Everyone I have talked to in a successful long-term relationship talks about when the passion of 'being in love' fades to simple love. It is no longer a forceful element shaping lives but a calm and constant link that simply exists. This I think, is the ideal. The calm and constant. The safe and secure. The ever present. Not the tumultuous, the sporadic, the unpredictable, the unaccountable. This extreme state of unstable emotion isn't really love. It's infatuation. It's desperation. It's a high like from a drug, but like that high, doesn't last. Isn't constant or reliable or trustworthy.

If being in love with someone was about their worthiness, then there would only be a select few people in this world who received love, and the rest of us would strive to better ourselves in the hopes of achieving that goal. But that's not how it is. Bad people are loved. Mean people are loved. Cruel people are loved. And not by the insipid or stupid, but it does make you wonder, what exactly makes anyone deserving of such adoration?

And so inversely, I have decided that to love someone else is really a selfish act. It's about what you need in your life that you think you can get from that person. Sometimes you can, and sometimes you can't. Each of my three friends within the past few days has professed love for their partner while coupling that proclamation with a deep seated sense of personal need. Desperation almost. That when everything seems insurmountable they want to feel safe and secure from this person whom they have deemed worthy of their love. As if loving them alone should entitle them to a lifetime of security. Except objectively, they all know that's not the case, but knowing it and feeling it are completely different things.

I don't say these things only from observation. I have been a fool for love.

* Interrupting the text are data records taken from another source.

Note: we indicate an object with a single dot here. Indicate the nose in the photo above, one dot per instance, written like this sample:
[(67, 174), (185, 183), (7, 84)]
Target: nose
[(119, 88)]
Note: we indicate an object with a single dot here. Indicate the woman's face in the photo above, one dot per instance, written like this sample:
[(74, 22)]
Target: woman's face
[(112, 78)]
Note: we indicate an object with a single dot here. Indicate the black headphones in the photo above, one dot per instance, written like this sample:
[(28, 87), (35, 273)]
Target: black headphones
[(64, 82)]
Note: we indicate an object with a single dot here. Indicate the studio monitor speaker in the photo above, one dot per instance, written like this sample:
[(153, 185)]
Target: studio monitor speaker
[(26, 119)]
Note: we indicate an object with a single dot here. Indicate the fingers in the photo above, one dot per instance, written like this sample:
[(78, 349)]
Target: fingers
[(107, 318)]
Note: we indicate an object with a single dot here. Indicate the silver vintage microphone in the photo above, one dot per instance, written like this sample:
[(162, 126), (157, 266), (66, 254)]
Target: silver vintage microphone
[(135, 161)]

But I suppose in some way I consider myself lucky that when my relationships with those I loved ended, they did truly end. Usually in a rather spectacular exploding fashion. Which, while painful at the time, was at least freeing.

And being so released, I find I have no wish to go back to that state. I hate the insecurities that feeling attached to someone brings out in me. I hate recognizing that I will accept behavior from someone I love that I wouldn't tolerate from a friend. I despise the desperation and the clinginess. How my mood is so completely dependent on a word or a gesture. How is that a good thing? I don't think it is.

2 comments:

Anonymous said...

You are right. Being desperate is not love. Love instils a longingness unseen. End to a relationship like love will be hard but is that moving to silent ways. It hurts the dissappointer and disappointee to be in touch faking it as friendship. But definitely it waits. Was good reading yours.

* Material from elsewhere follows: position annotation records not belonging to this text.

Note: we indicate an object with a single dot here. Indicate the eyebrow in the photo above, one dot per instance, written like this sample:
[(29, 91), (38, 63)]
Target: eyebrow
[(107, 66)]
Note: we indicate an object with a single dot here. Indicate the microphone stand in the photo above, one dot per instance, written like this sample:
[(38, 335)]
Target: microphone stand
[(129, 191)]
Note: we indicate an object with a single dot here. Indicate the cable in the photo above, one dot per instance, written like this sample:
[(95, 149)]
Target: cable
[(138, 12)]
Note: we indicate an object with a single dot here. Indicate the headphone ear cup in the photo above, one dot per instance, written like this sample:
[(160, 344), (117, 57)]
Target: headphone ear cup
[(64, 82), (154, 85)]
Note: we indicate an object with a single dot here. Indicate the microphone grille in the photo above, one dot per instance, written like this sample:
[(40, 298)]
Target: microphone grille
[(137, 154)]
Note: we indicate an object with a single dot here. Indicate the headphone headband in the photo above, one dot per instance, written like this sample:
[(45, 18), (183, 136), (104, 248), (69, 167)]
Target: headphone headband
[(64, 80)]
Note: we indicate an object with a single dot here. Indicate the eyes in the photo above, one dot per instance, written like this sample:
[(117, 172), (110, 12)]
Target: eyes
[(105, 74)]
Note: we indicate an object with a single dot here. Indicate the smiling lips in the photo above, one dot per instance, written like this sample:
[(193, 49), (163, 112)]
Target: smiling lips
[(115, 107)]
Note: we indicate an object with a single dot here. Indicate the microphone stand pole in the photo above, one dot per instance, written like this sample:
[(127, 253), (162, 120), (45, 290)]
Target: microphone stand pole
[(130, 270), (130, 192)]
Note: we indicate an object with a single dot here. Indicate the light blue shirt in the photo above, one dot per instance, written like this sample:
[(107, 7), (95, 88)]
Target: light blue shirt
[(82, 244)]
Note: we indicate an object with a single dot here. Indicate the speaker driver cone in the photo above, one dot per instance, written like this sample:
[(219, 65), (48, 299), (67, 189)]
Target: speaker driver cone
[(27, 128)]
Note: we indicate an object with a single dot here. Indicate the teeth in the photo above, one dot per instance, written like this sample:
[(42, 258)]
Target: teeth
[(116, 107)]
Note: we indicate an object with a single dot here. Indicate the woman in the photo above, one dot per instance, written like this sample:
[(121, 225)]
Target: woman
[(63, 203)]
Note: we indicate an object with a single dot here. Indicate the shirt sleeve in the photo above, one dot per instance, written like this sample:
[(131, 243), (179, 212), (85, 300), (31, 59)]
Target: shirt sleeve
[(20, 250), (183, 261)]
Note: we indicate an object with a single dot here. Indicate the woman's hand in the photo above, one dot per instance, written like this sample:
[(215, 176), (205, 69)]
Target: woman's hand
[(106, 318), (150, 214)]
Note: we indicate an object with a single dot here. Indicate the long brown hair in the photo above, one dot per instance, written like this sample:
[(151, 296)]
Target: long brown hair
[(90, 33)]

Wot do you feel about Love-Friendship overlap?

gkumaar@gmail.com
India

Kopaylopa said...

If our concept of love for partners was the same as the love we hold for our life-long friends, I think we'd be much better off. Why is the love we have for partners considered better than the love for friends when friends tend to be more reliable? If the person you 'love' isn't even a 'friend' how the hell does that work? Yet another example of why the accepted concept of love is evil.